IT'S a miracle. Becoming religious has just been proven to help people who need to stop drinking.

This is the sort of news that reluctant drunks the world over have been praying for.

Of course, it's not a new phenomenon. It's what adherents of Alcoholics Anonymous have always practised, though they merely talk about "a higher power."

Here's the idea: you accept that strong drink has got the better of you and hand over the problem to your creator. You reason that it's his fault, making you as vulnerable as a pigeon confronting Sidney, the Cat. I'll write and tell you all about him, the crazed killer of Meadow Lane, some other time.

But meanwhile I suppose there is a practical value to all this when it comes to Communion (assuming these are Christian drunks, of course). Have you ever tried delicately taking a chalice full of wine from someone in a frock while you are kneeling down and feeling like being sick? Perspiration beads out like a weeping Madonna as you try to keep your hands steady. You can feel it trickling down your back. Praying "Please God, don't let me drop the silver jug of Holy wine" is a Hell of a way to start a Sunday.

Anyway there was some good stuff in the Bishop of Wakefield's penetrating column in the Times and I thought it was a good idea to give it a much wider airing by reproducing what he said then here now.

So here goes: "The link between drugs and religion has long been ambiguous.

Karl Marx's sardonic dictum about religion remains often quoted: 'It is the opium of the people.'

"Any genuine effort to draw people away from drugs and alcohol abuse invariably gains strong Christian support."

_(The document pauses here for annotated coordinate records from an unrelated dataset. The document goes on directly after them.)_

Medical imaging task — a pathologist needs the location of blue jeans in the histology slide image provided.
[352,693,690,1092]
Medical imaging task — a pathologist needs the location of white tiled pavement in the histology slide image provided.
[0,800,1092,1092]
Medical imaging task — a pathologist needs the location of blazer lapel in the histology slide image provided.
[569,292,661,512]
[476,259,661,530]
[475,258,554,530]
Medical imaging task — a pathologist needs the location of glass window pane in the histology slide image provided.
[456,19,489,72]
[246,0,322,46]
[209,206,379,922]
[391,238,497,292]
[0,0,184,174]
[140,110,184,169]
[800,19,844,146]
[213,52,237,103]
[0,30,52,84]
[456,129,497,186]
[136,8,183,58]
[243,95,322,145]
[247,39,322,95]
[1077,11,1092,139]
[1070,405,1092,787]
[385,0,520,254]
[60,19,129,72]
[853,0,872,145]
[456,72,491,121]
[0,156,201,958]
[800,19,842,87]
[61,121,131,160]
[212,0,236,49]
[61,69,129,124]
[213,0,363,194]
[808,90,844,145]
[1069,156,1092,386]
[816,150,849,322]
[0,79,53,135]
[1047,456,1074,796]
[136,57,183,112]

In Wakefield, West Yorkshire, which is several thousand miles from Ibiza, specially trained magistrates have been given powers to place people convicted of drug-related crimes on a rehab course.

The Bishop said: "Not only does this save people from going to prison, where they could be led by other inmates to take harder drugs, but also, and more significantly, it helps them to come to terms with where they are in life.

"It gives them a chance to change, or - to put it in spiritual terms - to repent.

"Few could deny the significance of spirituality in, for example, the recovery programme of Alcoholics Anonymous.

"Here, in dealing with what is still the most widespread form of drug misuse, the famous Twelve Steps draw on insights that are basic to the Christian tradition.

"The steps are a programme for living. Indeed, many alcoholics have said that a meaning spiritual life has become a prerequisite for staying sober and that finding and accepting God is the most certain assurance against relapse.

"Probably that is because addiction is a form of idolatry. It takes over a person's life. The addict's energies come to be wholly focused on acquiring, using and recovering from alcohol's all-embracing power."

The Bishop says more research needs to be done - but not only on how religious or spiritual involvement may protect people from drug misuse: the converse side also merits examination.

"The question is to what extent a lack of such involvement may make people prone to misusing drugs.

"Careful research is required into the anecdotal experiences of those for whom spiritually focused programmes seem to have promoted recovery."

By the way, I also like the other idea about our bodies being temples of the Holy Spirit. If it's that special, you wouldn't want to pull it down for the sake of a few large ones, now would you?